Yo me pregunto si hacer o no hacer algo si no sabes las consecuencias que va a tener. Si no sabes si son buenas o malas, y en que grado. ¿Serán muy malas? Estoy preparada para las malas consecuencias. Para hacer algo y esperar después lo peor. Me dicen porque soy pesimista y supongo que si espero siempre lo peor y pasa algo bueno, lo bueno será mejor todavía. 

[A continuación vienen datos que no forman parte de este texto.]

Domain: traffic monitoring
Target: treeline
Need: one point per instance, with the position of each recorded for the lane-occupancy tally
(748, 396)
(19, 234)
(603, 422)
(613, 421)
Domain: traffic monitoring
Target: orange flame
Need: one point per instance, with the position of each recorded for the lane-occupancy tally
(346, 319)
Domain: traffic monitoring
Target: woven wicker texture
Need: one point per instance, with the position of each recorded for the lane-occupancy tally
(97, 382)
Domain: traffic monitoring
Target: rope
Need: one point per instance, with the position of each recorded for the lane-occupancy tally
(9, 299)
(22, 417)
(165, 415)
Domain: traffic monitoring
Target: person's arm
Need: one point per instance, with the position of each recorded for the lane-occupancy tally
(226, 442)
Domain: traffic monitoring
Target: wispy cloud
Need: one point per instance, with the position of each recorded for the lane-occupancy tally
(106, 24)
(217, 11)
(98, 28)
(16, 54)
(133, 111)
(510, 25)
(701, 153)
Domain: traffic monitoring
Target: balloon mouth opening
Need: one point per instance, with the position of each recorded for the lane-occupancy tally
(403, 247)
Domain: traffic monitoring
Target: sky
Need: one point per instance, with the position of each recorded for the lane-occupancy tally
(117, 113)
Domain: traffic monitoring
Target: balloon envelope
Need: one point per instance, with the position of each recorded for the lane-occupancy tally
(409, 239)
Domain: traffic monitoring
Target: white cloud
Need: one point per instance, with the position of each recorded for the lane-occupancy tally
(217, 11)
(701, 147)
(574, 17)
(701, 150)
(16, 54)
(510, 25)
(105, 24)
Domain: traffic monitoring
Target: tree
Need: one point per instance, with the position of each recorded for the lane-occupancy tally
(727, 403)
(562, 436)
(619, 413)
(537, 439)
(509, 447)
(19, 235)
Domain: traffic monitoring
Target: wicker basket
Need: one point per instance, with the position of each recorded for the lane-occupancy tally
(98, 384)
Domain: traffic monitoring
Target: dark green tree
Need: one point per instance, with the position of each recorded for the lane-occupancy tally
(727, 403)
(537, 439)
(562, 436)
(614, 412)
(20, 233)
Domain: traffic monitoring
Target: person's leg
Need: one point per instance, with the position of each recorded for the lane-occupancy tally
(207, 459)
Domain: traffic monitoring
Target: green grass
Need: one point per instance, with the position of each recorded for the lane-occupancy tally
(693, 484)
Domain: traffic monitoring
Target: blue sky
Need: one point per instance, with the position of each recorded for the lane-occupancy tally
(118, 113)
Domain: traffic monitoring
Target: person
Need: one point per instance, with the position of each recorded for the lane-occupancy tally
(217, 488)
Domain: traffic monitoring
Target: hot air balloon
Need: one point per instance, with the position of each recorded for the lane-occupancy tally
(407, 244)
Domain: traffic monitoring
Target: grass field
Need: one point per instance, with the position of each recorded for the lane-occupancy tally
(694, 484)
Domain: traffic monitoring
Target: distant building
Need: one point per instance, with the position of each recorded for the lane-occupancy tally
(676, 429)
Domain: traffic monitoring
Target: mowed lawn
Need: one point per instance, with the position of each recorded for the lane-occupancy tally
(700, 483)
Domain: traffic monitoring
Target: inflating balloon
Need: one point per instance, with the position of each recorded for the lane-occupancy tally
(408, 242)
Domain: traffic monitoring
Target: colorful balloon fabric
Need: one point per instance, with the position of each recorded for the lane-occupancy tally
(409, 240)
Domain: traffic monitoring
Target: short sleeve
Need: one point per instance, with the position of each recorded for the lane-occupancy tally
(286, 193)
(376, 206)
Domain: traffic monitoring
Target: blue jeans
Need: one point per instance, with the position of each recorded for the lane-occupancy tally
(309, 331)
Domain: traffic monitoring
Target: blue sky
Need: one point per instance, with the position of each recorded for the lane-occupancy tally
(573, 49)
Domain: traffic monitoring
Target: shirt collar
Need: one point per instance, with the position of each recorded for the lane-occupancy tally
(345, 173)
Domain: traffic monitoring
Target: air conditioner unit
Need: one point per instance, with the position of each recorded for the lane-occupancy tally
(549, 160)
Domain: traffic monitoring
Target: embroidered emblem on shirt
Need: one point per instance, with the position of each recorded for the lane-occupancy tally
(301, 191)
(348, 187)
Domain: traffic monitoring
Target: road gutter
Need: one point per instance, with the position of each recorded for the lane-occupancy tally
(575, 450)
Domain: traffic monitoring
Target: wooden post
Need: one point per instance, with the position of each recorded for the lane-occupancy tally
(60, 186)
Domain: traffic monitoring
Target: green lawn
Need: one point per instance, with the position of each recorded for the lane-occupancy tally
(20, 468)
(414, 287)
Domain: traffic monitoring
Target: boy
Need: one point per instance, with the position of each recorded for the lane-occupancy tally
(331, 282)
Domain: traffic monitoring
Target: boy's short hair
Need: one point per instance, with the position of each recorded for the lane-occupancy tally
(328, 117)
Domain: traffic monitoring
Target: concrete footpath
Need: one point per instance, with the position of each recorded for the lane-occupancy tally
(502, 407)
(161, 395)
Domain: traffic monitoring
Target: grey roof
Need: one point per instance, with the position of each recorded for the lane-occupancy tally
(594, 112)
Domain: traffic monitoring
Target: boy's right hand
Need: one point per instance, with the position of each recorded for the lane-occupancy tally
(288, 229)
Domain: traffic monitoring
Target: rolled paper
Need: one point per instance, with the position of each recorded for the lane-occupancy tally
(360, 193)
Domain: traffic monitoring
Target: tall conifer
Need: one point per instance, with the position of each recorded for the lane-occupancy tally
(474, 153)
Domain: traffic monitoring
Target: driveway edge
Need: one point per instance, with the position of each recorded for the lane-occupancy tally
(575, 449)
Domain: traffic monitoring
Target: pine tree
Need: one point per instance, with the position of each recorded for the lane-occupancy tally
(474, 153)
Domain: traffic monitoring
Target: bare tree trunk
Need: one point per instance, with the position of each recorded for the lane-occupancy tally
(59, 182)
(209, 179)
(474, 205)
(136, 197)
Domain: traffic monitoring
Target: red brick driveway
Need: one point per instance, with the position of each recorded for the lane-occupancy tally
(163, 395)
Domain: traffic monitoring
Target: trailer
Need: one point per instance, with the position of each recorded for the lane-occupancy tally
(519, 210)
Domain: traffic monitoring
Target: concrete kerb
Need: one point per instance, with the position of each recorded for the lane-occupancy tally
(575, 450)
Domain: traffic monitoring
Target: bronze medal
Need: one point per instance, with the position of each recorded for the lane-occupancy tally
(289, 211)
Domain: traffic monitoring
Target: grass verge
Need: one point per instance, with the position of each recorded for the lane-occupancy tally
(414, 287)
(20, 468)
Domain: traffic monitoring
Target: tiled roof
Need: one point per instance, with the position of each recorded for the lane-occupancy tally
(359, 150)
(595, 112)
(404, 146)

No quiero arrepentirme de nada. Se que es imposible, ya que con los errores se aprende y a mis enormes meteduras de pata les debo mi humilde experiencia. Quiero equivocarme, una y otra vez. Quiero llorar mis penas y reír mis buenos momentos, que para eso son míos. Quiero que alguna vez las consecuencias no se interpongan entre algo que me hace feliz. Vivir el hoy, y no el mañana de ayer. Si hoy es un mal día ¿por qué no? ¿Cómo aprovechar los días buenos si no tenemos días malos? ¿Cómo disfrutar de las buenas personas si no nos cruzamos con las malas? Es imposible. Riámonos de los problemas, que por muy malos que sean, todo en esta vida tiene solución menos la muerte. 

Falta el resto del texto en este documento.